Common misapplication: Confusing economies of scale with improving returns. Scale is about spreading fixed costs over more units at a point in time. Improving returns are about the cumulative learning that reduces variable costs over the full production history. A competitor can match your scale by building a factory the same size. A competitor cannot match your improving returns without replicating your cumulative production history — which, by definition, takes time that cannot be compressed with capital.
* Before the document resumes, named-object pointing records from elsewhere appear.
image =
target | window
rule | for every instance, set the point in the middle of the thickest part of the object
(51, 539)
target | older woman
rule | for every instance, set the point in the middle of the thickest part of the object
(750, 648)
Second misapplication: Assuming improving returns are permanent. Learning curves can plateau when the process reaches physical or theoretical limits. Moore's Law — the semiconductor industry's most famous improving returns curve — slowed dramatically after 2015 as transistor sizes approached atomic-scale limits. The improving returns machine that drove fifty years of exponential cost reduction began to stall not because learning stopped but because the physics imposed a boundary condition the learning curve couldn't transcend.
Section 4
The Mechanism
Section 5
Founders & Leaders in Action
The leaders below didn't stumble onto improving returns. Each deliberately designed their organizations to generate and capture cumulative learning — and then invested aggressively in the early, expensive portion of the learning curve when the payoff was years away and the skeptics were loudest.
What unites them is patience calibrated to the curve. Both understood that improving returns require upfront investment in volume and process before the cost advantages materialize — and both had the conviction to sustain that investment through years of negative cash flow while the learning accumulated.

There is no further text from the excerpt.